A form of time series data where the same time series are observed observed for multiple observational units. The observed series may consist of univariate time series or multivariate time series. Accordingly, the data varies across time, observational unit and series (i.e. variables).

Reduction#

Reduction refers to decomposing a given learning task into simpler tasks that can be composed to create a solution to the original task. In sktime reduction is used to allow one learning task to be adapted as a solution for an alternative task.

Scientific type#

A class or object type to denote a category of objects defined by a common python class interface and data scientific purpose. For example, “forecaster” or “classifier”, and the interface defined in BaseForecaster or BaseClassifier.

Scitype#

See scientific type.

Seasonality#

When a time series is affected by seasonal characteristics such as the time of year or the day of the week, it is called a seasonal pattern. The duration of a season is always fixed and known.

Tabular#

Is a setting where each timepoint of the univariate time series being measured for each instance are treated as features and stored as a primitive data type in the DataFrame’s cells. E.g., there are N instances of time series and each has T timepoints, this would yield a pandas DataFrame with shape (N, T): N rows, T columns.

Time series#

Data where the variable measurements are ordered over time or an index indicating the position of an observation in the sequence of values.

Time series annotation#

A learning task focused on labeling the timepoints of a time series. This includes the related tasks of outlier detection, anomaly detection, change point detection and segmentation.

Time series classification#

A learning task focused on using the patterns across instances between the time series and a categorical target variable.

Time series clustering#

A learning task focused on discovering groups consisting of instances with similar time series.

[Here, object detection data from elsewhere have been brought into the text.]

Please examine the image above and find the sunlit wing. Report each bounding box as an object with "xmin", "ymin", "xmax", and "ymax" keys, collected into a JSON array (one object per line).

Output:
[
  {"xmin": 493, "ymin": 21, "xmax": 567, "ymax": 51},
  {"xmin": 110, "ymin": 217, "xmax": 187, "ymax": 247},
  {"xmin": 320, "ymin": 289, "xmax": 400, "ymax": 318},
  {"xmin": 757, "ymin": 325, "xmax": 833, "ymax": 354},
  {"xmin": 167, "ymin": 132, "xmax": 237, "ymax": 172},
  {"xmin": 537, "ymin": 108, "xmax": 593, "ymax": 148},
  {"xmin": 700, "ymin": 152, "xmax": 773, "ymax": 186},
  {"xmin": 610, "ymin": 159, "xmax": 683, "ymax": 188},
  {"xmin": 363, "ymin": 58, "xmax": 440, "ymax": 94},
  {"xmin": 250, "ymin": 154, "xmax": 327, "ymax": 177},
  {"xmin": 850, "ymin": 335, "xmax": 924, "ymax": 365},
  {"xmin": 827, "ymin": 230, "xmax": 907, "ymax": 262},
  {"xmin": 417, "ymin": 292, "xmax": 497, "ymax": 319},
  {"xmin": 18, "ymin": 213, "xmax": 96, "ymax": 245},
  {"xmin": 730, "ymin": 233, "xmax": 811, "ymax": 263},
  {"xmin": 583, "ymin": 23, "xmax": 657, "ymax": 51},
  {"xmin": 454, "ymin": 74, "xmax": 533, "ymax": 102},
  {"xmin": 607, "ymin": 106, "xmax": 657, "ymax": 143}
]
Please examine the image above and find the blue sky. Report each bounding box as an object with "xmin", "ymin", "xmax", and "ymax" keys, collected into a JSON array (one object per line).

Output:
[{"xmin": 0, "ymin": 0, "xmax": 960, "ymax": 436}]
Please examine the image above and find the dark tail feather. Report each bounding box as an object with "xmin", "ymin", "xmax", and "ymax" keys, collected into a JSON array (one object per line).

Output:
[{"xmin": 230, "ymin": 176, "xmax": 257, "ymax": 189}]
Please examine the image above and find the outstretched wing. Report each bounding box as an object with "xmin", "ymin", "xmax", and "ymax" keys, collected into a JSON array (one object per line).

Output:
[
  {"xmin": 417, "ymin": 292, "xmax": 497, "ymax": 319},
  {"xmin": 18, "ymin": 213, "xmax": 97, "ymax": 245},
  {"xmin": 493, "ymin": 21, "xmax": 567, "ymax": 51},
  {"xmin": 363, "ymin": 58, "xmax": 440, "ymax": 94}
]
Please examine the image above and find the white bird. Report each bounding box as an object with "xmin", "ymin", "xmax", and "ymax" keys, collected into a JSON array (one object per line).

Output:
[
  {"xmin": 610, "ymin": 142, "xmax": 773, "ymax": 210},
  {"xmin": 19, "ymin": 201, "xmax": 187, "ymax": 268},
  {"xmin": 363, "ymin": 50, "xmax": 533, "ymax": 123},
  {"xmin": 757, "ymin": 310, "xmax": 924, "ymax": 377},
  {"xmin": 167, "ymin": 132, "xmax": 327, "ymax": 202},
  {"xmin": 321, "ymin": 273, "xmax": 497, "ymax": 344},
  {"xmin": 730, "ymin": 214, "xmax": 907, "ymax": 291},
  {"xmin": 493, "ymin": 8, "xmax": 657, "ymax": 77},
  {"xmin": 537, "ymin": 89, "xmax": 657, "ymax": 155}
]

Time series decomposition:#

A technique used to separate a time series into its underlying components, such as trend, seasonality, and noise. This can be useful for understanding the patterns in the data and for modeling each component separately.

Time series regression#

A learning task focused on using the patterns across instances between the time series and a continuous target variable.

Timepoint#

The point in time that an observation is made. A time point may represent an exact point in time (a timestamp), a timeperiod (e.g. minutes, hours or days), or simply an index indicating the position of an observation in the sequence of values.

Toolbox#

A collection of related and reusable functionality that practitioners can import to write applications. Toolboxes emphasize code reuse. Compare with framework and application.

Trend#

When data shows a long-term increase or decrease, this is referred to as a trend. Trends can also be non-linear.

Univariate time series#

A single time series. While univariate analysis often only uses information contained in the series itself, univariate time series regression and forecasting can also include exogenous data.

Variable#

Refers to some measurement of interest. Variables may be cross-sectional (e.g. time-invariant measurements like a patient’s place of birth) or time series.